Смерть Липшица дала мне небольшую передышку. Сказано грубо, но сказана правда. Неделя траура, за которую я, разумеется, тоже голосовал, дала нашей труппе возможность на время забыть об изнурительном репетиционном графике и отчасти снять напряжение, неизбежно выливавшееся в склоки. Подобно спортсменам, готовящимся к большой Олимпиаде, мы тоже должны соразмерять нагрузки и брать паузы, чтобы дать отдых ноющим мышцам.
Вскоре после «мертвого часа» я отправился навестить Сельму. Времени у меня было вдоволь. Но выяснилось, что у нее уже есть посетитель: за бронестеклом, развалившись в кресле, сцепив на затылке руки и положив ноги на письменный стол Сельмы (вольность, которой не позволил бы себе даже Комендант), сидел Герхард Кунстлер.
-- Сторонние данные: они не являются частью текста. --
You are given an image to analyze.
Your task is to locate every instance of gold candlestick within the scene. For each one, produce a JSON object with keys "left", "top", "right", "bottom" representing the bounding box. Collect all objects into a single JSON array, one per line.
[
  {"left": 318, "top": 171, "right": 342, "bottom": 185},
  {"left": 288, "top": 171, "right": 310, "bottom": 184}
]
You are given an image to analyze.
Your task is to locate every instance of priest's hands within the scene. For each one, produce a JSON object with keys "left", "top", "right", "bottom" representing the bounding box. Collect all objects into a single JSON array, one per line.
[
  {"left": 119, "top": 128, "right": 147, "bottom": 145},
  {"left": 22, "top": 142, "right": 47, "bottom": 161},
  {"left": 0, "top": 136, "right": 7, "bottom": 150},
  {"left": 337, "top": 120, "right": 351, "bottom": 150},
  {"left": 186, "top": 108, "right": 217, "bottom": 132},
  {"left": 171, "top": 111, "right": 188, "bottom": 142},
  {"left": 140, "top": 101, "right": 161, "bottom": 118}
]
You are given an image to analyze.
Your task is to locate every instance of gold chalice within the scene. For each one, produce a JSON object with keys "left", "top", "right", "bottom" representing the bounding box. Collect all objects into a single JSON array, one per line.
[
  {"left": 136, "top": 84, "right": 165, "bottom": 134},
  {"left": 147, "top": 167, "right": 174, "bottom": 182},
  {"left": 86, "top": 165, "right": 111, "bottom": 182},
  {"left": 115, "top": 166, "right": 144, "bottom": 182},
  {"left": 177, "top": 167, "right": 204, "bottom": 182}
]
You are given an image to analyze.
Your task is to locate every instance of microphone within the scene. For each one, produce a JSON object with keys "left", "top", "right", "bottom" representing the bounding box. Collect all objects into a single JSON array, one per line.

Сегодня на нем были джинсы, теннисные туфли и фуфайка. Что, у него вообще нет носков? Сельма тем временем прихорашивалась, приглаживала свои странно окрашенные волосы и, видимо, наслаждалась жизнью. Меня опередили!
Он увидел меня и по обыкновению весело помахал рукой. Я показал на доску объявлений, как бы объясняя свое присутствие в вестибюле, и сделал вид, что занят чтением. Скосившись на окно, я увидел, как Кунстлер приложил палец к губам, а потом предостерегающе поводил им. Сельма кивнула. Я понял, чем это пахнет. Сельма, мой самый надежный агент, перевербована.
Сегодня утром я встретил в вестибюле Коменданта. Смерть Липшица, кажется, пробила брешь в броне его невозмутимости. Поведение его можно описать, пожалуй, как опасливое, настороженное и даже несколько нервное. Он стремительно подошел ко мне, персонаж из лондонского издания «Джентльмене куотерли»: элегантное серое шевиотовое пальто с черным бархатным воротником, темно-бордовый галстук с глухим рисунком, в руке черный котелок и туго свернутый зонтик. Туфли его блестели. Он остановился передо мной, преградив дорогу. Сидячие, все уже на своих местах, подались к нам.
— Ах, вот вы где, Корнер. Я как раз хотел с вами поговорить.
— К вашим услугам.
— Отлично. Репетиции идут своим чередом и прочее?
— Ну, ввиду внезапной кончины Липшица…
— Конечно, конечно. Трагическая утрата. Э-э, говорят, что вы пишете, э-э… то есть так мне сказали, понимаете… пишете, так сказать, портрет «Эммы Лазарус». Неужели так?
— Нет.
— Ну тогда… — он скрестил ноги и небрежно оперся на зонт.
— Скорее нечто вроде мемуаров. Кое-какие случаи из времен моей молодоети. Бывает, упоминаю и о том, что происходит у нас сегодня, — но скорее для того, чтобы пояснить мои мысли, чем с какой-либо иной целью.
— Справедливо. — Он холодно улыбнулся. — Полагаю, ничего порочащего?
— Я не намерен это публиковать.
— Ну зачем вы так сразу. Я, собственно, хотел выяснить э-э… — Он умолк и начал снова, на этот раз пытаясь обратить все в шутку: — Надеюсь, нас выставят в благоприятном свете?